Navigation: Resources / Data
Monday, 2017-04-24

Data Sets

List of data sets available for download.

Online News Citation Network

The Online News Citation Network is a sparse citation network between news articles (297,192 edges, 209,207 nodes). It contains citations between online news articles of major German and British news outlets, starting in June 2014. For the creation of the network, only those links between articles were extracted that are embedded in the articles' texts. The data set contains no content of the original articles, but URIs to each individual article are provided. Note that news outlets were added not at once but in steps. Therefore, there exists more data for some outlets and less for others. Most notably, British news outlets were only added starting in July 2015. The data set consists of three files:

newscit_nodes.txt

Format: <article id> <publication date> <news outlet id> <feed type> <article URI>

  • <article id>: article id as an integer value. Note that article ids are not consecutive and not necessarily time ordered.
  • <publication date>: publication date of the article in ISO 8601 format (UTC timezone). In cases where an article is missing a publication date, the date of retrieval is used as substitute.
  • <news outlet id>: name of the newspaper or news source that published the article
  • <feed type>: type of feed that the article was published in (e.g. politics)
  • <article URI>: URI of the article as a http link
newscit_edges.txt

Format: <source article id> <target article id>

  • <source article id>: id of the article that contains a reference link in its text
  • <target article id>: id of the article that is being referenced
newscit_feeds.txt

Format: <news outlet> <feed type> <RSS feed URI> <language> <start date> <article count>

  • <news outlet>: name of the newspaper or news source
  • <feed type>: type of feed that the article was published in (e.g. politics)
  • <RSS feed URI>: URI of the RSS feed
  • <language>: language of the news outlet (English or German)
  • <start date>: date of the first addition of the feed to the data set
  • <article count>: number of articles from this feed in the data set

Download data as zip (9.8 MB compressed, 36 MB uncompressed), data version of November 25, 2016).
[previous versions: 07.2015, 08.2015]

Further details on the network's creation can be found in the original article. If you use the data for research purposes, please cite this as the source:

A. Spitz and M. Gertz.
Breaking the News: Extracting the Sparse Citation Network Backbone of Online News Articles.
Advances in social networks analysis and mining (ASONAM), 2015
[pdf] [acm] [bibtex] [slides]

 


U.S. Election Days

The data set contains the dates of all U.S. Election Days, which occur annually on the first Tuesday after the first Monday in November (i.e., it varies between November 2 and November 8). Every four years (in years divisible by 4), the Election Day is a presidential Election Day. The data is formatted as a tab-separated txt file with two columns.

Format: <date> \t <type>

  • <date>: date of the Election Day as YYYY-MM-DD
  • <type>: regular or presidential

Download data as zip

The data was originally used as evaluation set for similarity prediction between dates.

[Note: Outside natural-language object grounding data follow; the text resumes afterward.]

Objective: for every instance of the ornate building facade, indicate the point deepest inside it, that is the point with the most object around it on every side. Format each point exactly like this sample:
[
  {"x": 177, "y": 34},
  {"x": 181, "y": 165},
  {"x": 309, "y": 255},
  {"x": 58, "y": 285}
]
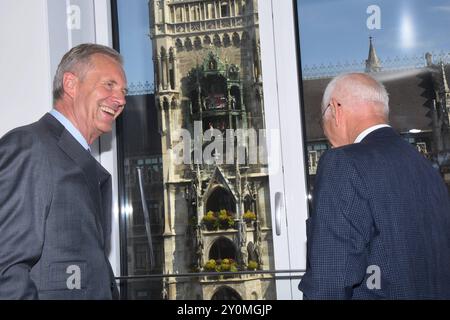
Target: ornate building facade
[{"x": 216, "y": 214}]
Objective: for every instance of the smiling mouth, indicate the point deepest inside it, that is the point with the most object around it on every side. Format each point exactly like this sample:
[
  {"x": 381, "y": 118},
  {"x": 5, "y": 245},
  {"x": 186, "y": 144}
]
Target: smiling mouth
[{"x": 108, "y": 110}]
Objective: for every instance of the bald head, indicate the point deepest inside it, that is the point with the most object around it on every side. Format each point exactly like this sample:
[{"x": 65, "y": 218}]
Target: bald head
[
  {"x": 353, "y": 102},
  {"x": 358, "y": 89}
]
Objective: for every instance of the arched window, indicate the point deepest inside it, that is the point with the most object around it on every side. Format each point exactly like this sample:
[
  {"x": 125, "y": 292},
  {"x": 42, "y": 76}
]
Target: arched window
[
  {"x": 222, "y": 248},
  {"x": 197, "y": 43},
  {"x": 226, "y": 293},
  {"x": 224, "y": 9},
  {"x": 236, "y": 40},
  {"x": 220, "y": 199},
  {"x": 179, "y": 14},
  {"x": 226, "y": 40},
  {"x": 207, "y": 40}
]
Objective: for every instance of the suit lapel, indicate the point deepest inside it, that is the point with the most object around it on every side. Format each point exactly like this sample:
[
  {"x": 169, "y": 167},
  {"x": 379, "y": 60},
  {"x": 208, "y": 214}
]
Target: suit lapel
[{"x": 88, "y": 166}]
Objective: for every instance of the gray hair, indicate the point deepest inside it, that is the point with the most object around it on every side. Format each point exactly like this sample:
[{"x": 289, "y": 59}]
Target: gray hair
[
  {"x": 361, "y": 87},
  {"x": 77, "y": 60}
]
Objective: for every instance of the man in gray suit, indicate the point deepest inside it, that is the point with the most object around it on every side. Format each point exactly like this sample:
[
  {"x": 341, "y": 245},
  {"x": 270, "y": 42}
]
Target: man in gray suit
[{"x": 55, "y": 198}]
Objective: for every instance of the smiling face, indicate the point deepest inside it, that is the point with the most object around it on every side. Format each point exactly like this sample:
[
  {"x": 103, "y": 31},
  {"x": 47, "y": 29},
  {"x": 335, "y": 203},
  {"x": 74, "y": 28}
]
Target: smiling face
[{"x": 98, "y": 96}]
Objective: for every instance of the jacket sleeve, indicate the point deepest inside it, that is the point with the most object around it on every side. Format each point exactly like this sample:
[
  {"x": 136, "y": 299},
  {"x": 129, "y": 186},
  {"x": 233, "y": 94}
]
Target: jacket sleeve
[
  {"x": 339, "y": 230},
  {"x": 24, "y": 203}
]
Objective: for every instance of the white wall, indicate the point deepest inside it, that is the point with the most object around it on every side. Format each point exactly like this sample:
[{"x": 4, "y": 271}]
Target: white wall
[{"x": 25, "y": 80}]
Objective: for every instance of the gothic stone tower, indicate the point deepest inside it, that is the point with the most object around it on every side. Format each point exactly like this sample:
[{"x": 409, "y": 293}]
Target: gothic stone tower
[{"x": 208, "y": 76}]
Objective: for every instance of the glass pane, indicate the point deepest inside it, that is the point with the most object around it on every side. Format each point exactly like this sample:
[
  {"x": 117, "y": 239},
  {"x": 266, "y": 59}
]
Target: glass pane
[
  {"x": 401, "y": 43},
  {"x": 191, "y": 139}
]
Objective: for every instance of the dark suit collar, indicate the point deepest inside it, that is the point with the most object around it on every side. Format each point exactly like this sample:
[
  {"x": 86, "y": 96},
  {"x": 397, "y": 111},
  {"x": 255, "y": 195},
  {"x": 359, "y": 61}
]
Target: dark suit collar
[{"x": 380, "y": 133}]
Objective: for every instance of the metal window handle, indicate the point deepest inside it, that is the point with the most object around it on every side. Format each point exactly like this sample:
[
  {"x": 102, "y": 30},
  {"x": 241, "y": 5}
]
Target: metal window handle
[
  {"x": 279, "y": 207},
  {"x": 146, "y": 218}
]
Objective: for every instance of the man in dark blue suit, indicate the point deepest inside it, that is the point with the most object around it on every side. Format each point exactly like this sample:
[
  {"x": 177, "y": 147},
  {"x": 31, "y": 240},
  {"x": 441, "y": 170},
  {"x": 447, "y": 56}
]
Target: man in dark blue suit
[{"x": 380, "y": 227}]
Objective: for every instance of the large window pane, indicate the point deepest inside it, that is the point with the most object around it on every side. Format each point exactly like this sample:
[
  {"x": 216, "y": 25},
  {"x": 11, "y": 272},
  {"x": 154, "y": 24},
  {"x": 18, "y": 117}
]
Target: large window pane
[
  {"x": 404, "y": 44},
  {"x": 193, "y": 70}
]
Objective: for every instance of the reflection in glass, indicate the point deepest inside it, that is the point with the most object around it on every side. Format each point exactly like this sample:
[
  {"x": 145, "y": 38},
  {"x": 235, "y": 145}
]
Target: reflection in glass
[
  {"x": 207, "y": 214},
  {"x": 416, "y": 75}
]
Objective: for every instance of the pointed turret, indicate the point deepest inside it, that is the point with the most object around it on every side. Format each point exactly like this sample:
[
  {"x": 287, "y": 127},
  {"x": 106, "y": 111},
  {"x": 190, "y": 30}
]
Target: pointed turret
[
  {"x": 444, "y": 79},
  {"x": 373, "y": 64}
]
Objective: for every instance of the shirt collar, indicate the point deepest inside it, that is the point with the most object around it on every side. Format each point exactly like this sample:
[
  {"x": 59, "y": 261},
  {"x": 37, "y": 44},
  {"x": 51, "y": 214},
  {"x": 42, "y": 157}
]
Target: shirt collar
[
  {"x": 363, "y": 134},
  {"x": 70, "y": 127}
]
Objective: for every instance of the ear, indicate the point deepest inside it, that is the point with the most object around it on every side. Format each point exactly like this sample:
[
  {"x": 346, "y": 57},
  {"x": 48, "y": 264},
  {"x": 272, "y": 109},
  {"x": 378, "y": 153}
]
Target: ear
[
  {"x": 70, "y": 82},
  {"x": 336, "y": 112}
]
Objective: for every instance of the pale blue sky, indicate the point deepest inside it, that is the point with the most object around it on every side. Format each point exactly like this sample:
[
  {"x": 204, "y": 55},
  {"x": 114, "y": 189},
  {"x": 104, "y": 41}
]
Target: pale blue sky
[
  {"x": 335, "y": 30},
  {"x": 135, "y": 44},
  {"x": 331, "y": 31}
]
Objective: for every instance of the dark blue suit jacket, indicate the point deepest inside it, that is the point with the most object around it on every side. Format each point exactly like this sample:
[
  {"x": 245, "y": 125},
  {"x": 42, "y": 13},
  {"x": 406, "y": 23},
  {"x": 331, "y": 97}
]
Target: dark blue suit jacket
[{"x": 380, "y": 227}]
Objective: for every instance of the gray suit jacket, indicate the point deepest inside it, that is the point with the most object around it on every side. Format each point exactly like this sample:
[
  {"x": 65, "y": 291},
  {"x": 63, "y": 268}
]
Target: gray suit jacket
[{"x": 55, "y": 216}]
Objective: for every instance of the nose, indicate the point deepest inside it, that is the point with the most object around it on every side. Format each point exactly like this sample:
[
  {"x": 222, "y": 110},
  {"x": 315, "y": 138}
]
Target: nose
[{"x": 119, "y": 97}]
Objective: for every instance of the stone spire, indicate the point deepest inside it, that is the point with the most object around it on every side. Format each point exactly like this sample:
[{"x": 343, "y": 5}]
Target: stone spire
[
  {"x": 444, "y": 79},
  {"x": 373, "y": 64}
]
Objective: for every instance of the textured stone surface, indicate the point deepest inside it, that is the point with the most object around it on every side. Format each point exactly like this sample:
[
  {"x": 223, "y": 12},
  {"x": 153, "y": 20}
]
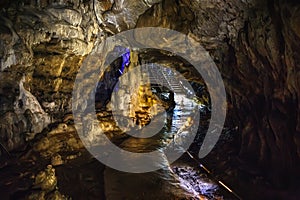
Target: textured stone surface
[{"x": 254, "y": 43}]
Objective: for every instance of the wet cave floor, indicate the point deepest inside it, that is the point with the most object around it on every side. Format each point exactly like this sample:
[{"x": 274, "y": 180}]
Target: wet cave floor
[{"x": 55, "y": 165}]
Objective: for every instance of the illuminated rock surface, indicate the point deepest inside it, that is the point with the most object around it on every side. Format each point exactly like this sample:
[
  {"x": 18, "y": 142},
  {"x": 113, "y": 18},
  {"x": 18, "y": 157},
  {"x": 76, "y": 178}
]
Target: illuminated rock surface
[{"x": 255, "y": 45}]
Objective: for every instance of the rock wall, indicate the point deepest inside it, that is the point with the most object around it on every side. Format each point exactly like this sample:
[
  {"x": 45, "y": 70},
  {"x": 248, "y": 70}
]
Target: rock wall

If you use the data for research purposes, please cite this as the source:

A. Spitz, J. Strötgen, T. Bögel, and M. Gertz.
Terms in Time and Times in Context: A Graph-based Term-Time Ranking Model.
5th Temporal Web Analytics Workshop, Proceedings of the 24th International Conference on World Wide Web Companion (WWW), pages 1375-1380, 2015

 


Wikipedia Social Network

The Wikipedia social network is a weighted, large-scale network of roughly 800k nodes and 70M edges that is constructed from person mentions in the English Wikipedia corpus. Network construction is performed based on co-occurrences of person mentions within the entire Wikipedia corpus and edges are weighted based on the distances of person mentions within the text, before they are aggregated over all co-occurrences of mentions to collapse parallel edges and create a simple graph. The network is designed as a stand-in for large-scale real-world social networks that are otherwise unavailable at this time. Additionally, the network is enriched with community information (e.g. Wikipedia category membership of persons) and additional node attributes (e.g. Wikidata information about professions or the date of birth / death). The network has been shown to possess characteristic structural features of traditional small scale social networks, while its nodes correspond to contemporal and historic figures as opposed to currently used, anonymized large scale social media data sets. The data set consists of four files:

wsn_edgelist-dicos.txt

Contains all edges of the Wikipedia Social Network. Note:
This is the only file that uses a whitespace as separator instead of a tab.
Format: <source person id> <target person id> <edge weight>

wsn_category-person.txt

Contains information of category membership for persons in the network.
Format: <category id> \t <category name> [\t <person id>]*

wsn_person-name-gender-birth-death.txt

Contains additional information for persons in the network
Format: <person id> \t <full name> \t <gender> \t <year of birth> \t <year of death>

wsn_person-occupation.txt

Occupation information for persons in the network. Note:
If a person has multiple occupations, it will occur in multiple rows.
Format: <person id> \t <occupation>

Download data as tar.gz (963 MB compressed, 2.7 GB uncompressed)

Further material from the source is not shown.